Beneath the voting intention figures, the polling holds warnings for the Conservatives. The Prime Minister is not a popular figure. His government is by broad consensus perceived to be handling the Brexit negotiations badly (75% of respondents in the latest YouGov). In the latest YouGov, just 18% of the general population thought that his deal was good (30% think it is bad). These are not the figures of a party or a leader who can be sure of the public’s backing. It could easily all go very wrong very quickly.

And the Conservatives have, largely unnoticed, made the task of forming the next government considerably harder for themselves in the last week. If they were to win an overall majority, they would have nothing to worry about. This remains an odds-against shot on Betfair, however.

What if they fall short? Then they have rather a big problem. Who might they form a coalition with? Never mind that, who might they seek confidence and supply from? When Theresa May mislaid her majority in 2017, Labour, the Lib Dems, the SNP, Plaid Cymru and the Greens were all non-starters as potential allies. There was only one party in Parliament that she could even start talking with: the DUP.

After the last week, one has become none. Boris Johnson can never, never, never, never expect any help ever again from the DUP. Come to that, nor can any of his successors for the foreseeable future. The DUP have memories that make elephants look absent-minded. They are not known for their sweet and forgiving nature. If ever an enemy was implacable, the DUP is that enemy.
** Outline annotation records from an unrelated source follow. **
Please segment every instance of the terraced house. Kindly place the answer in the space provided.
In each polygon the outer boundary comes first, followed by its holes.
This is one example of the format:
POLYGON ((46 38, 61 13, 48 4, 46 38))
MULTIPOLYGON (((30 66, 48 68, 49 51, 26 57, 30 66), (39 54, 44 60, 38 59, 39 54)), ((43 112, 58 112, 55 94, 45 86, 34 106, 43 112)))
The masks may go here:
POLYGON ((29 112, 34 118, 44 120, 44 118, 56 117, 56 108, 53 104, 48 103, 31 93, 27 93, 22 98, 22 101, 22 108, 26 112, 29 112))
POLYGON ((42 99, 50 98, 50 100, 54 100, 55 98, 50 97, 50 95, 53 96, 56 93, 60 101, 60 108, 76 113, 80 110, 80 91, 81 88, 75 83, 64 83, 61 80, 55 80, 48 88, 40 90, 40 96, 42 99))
Of course, the next Parliament might not look like this Parliament. It might have a cohort of MPs from the Brexit party, who the Conservatives might hope would make more congenial coalition partners. Current polling gives no reason to suggest that the Brexit party in a 2019 election would do any better than UKIP did in 2015. If they do, it will be because Nigel Farage has managed to make himself relevant to the Brexit debate. This is unlikely to be to the advantage of the Conservatives, who have in recent weeks pushed him to the margins. The votes he would scoop up would mostly be from them.

That doesn’t mean that all of the Conservatives’ opponents would unite under a single leader, especially if the Labour leader is Jeremy Corbyn. It does, however, mean, that without a vote being cast the bar for them remaining in government has risen from something like 305 MPs to something like 315 MPs.

They can still do it, of course.  The Conservatives have at least got their story straight. They are aided by the divisions among their opponents. It has, however, got just that bit harder.